Newgarden absolutely dominated the 300-lap event, which was delayed for several hours due to strong rains earlier in the evening, by leading 245 laps en route to his fourth victory of the season. The win is also Newgarden’s second career victory at the 0.894-mile bullring.

“This is great to be back in victory lane,” Newgarden told NBC Sports. “Chevy brought it tonight. They had all the horsepower in the world.

“This is a team effort. All three cars were fast tonight, and that’s what it takes. You got to have all three of us pushing each other. I was a little down yesterday. I felt like we had the pole car, and we just didn’t get it right. Today we got it right.
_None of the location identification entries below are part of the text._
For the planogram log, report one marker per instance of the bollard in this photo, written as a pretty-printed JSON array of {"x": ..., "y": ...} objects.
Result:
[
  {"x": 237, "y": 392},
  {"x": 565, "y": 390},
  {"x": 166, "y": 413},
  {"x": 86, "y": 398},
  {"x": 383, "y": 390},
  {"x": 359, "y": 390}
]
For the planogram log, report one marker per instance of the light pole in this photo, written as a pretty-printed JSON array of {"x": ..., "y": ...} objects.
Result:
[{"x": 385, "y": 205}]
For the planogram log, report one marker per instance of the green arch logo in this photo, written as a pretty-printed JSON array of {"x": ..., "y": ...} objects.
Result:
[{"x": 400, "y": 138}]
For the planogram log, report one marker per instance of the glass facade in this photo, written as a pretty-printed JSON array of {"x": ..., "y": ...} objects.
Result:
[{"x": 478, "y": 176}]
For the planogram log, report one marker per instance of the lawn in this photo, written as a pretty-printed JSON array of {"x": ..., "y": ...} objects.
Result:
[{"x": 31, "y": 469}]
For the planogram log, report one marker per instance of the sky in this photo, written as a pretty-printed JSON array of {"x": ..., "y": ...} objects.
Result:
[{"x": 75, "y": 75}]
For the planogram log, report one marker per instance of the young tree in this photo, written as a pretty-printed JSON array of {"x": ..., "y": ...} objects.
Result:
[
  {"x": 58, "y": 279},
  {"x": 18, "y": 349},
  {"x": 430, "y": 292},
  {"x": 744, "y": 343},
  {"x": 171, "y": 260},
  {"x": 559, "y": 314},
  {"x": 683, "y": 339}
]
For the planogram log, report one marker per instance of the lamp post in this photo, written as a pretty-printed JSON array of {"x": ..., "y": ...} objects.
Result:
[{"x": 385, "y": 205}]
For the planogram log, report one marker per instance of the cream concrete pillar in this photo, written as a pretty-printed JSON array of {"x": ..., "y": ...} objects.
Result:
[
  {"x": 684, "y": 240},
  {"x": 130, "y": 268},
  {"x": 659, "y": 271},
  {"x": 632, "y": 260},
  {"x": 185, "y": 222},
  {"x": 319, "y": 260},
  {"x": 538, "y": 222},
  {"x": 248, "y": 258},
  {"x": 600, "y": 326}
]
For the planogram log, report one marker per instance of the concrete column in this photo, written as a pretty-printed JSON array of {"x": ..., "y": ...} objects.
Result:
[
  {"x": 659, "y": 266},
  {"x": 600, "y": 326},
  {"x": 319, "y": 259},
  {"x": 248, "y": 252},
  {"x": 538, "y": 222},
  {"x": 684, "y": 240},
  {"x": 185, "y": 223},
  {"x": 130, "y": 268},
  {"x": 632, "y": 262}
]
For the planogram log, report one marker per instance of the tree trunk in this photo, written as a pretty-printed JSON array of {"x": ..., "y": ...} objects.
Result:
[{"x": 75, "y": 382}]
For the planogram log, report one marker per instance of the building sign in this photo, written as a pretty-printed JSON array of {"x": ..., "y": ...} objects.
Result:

I was so focused last night to make sure we got today right.”

With his victory, Newgarden was also able to extend his lead in the points standings over Alexander Rossi. Newgarden now leads Rossi by 29 points.

Scott Dixon finished the race in the second position the fifth time this season, but the podium finish might as well have been a win to Dixon, as the Kiwi driver was a lap down in 16th place earlier in the race.

“Holy smokes! Second? I thought I would have been 22nd,” Dixon said. “Huge credit to the team. They definitely pulled one out there. We stayed [out] long on that long run there before that last stop, caught the yellow and it kind of put us in the prime position.

“A ton of people [were] on used tires. We got new tires and we were able to march to the front. We couldn’t quite get to Josef, but man, I can’t say anything else.”

2018 Iowa race winner James Hinchcliffe finished the race in the third position, while Simon Pagenaud and Spencer Pigot rounded out the top five.

Rossi and Zach Veach were the last two drivers on the lead lap, finishing sixth and seventh, respectively.

Graham Rahal, Sebastian Bourdais and Tony Kannan rounded out the top 10.

The NTT IndyCar Series now heads east to Mid-Ohio SportsCar Course for the Honda Indy 200 on July 28. Live race coverage begins at 3:30 p.m. ET on NBC.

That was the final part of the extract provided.